# Limit problem with square root

1. Aug 22, 2015

### chimath35

I have done this problem before but forgot how to get from one step to the next:

let a>0.

how is absval(x^1/2-a^1/2) equal to abval(x-a)/(x^1/2-a^1/2)?

2. Aug 22, 2015

### tommyxu3

I think you want to express
$$\sqrt{x}-\sqrt{a}=\frac{(\sqrt{x}-\sqrt{a})(\sqrt{x}+\sqrt{a})}{\sqrt{x}+\sqrt{a}}=\frac{x-a}{\sqrt{x}+\sqrt{a}}$$
right? If so, it just applies the law $(a+b)(a-b)=a^2-b^2.$

3. Aug 22, 2015

### Rinzler09

They are not equal.
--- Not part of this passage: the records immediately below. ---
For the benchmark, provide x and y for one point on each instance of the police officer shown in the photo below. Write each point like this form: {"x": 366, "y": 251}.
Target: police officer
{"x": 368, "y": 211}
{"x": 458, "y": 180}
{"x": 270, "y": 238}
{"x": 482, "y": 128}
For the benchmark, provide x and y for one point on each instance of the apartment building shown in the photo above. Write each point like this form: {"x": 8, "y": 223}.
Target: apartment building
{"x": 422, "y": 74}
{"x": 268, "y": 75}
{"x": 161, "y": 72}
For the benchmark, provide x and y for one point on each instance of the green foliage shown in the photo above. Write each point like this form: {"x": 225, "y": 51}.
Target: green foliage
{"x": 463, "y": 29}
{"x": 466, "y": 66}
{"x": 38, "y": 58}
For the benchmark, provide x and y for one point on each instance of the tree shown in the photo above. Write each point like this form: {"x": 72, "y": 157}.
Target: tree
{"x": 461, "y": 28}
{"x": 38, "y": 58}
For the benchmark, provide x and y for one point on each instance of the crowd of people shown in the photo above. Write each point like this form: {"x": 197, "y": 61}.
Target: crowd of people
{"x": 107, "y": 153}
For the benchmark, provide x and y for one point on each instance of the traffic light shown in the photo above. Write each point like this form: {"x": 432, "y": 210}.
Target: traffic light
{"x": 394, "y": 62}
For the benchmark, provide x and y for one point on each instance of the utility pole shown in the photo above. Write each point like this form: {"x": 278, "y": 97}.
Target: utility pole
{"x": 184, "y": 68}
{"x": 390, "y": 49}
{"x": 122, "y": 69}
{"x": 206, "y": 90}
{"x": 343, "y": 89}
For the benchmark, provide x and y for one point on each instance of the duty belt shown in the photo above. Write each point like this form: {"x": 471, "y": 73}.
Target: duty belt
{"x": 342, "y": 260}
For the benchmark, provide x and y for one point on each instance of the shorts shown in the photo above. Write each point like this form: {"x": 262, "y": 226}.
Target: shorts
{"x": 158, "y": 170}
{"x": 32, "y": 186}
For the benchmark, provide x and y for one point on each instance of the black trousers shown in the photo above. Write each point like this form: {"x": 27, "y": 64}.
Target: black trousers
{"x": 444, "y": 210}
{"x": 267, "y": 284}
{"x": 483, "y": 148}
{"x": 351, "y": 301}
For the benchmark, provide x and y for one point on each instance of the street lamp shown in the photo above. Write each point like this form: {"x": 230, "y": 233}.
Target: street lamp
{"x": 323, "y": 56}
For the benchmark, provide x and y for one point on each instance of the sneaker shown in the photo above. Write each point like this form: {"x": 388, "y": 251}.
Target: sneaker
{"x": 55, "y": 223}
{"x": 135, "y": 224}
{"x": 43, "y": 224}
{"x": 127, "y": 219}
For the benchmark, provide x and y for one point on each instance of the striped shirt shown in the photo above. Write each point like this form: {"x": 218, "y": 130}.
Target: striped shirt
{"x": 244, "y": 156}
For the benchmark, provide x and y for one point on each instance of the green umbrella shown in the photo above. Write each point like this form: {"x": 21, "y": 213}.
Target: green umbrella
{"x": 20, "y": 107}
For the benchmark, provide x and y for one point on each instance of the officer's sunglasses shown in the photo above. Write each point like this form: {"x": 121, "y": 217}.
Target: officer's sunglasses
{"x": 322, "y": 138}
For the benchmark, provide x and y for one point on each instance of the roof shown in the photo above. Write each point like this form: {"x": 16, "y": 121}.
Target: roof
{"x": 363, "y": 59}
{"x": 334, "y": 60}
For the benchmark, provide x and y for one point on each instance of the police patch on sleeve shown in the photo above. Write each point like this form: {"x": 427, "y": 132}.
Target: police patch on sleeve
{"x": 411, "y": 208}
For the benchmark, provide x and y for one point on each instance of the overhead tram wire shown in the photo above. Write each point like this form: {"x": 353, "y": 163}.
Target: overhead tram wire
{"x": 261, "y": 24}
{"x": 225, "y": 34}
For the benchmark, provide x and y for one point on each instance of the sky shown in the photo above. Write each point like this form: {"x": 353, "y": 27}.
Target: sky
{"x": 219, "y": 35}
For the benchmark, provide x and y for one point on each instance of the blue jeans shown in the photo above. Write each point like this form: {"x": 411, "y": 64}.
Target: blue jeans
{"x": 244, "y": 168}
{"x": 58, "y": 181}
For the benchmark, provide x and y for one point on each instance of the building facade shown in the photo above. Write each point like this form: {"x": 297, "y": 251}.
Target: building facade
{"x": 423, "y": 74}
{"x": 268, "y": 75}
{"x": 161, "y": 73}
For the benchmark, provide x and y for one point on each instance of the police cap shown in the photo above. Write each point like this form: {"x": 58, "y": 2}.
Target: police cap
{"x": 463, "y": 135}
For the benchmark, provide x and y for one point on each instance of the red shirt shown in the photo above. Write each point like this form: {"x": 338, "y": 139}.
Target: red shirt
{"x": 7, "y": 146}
What was the original question?

4. Aug 22, 2015

### chimath35

but the abs val goes away on the denom. that is what I don't understand, you can't assume root x - root a is positive

5. Aug 22, 2015

### chimath35

let f(x) equal root x show that as x→a lim f(x) equals root a

6. Aug 22, 2015

### chimath35

also a>0

7. Aug 22, 2015

### chimath35

sorry I meant you can't assume root x plus root a is positive, if say c∈ℝ and c>0 then abs val(c⋅x)=c⋅abs val(x)

8. Aug 22, 2015

### chimath35

never mind I figured out, but thanks for the replies

9. Aug 22, 2015

### tommyxu3

To show $\displaystyle{\lim_{x\rightarrow a}}\sqrt{x}=\sqrt{a},$ you ought to prove for any $x\in (a-\delta, a+\delta),$ $\exists \varepsilon$ such that $|f(x)-f(a)|<\varepsilon.$

10. Aug 22, 2015

### chimath35

Thanks, yeah I have done this proof before. I just made a mistake thinking about negatives when clearly root x plus root a is always positive and therefore can be pulled out of the abs val

11. Aug 22, 2015

### chimath35

I mean it assumes that x>0. The problem did not state that although I guess it is just assumed considering it is real analysis.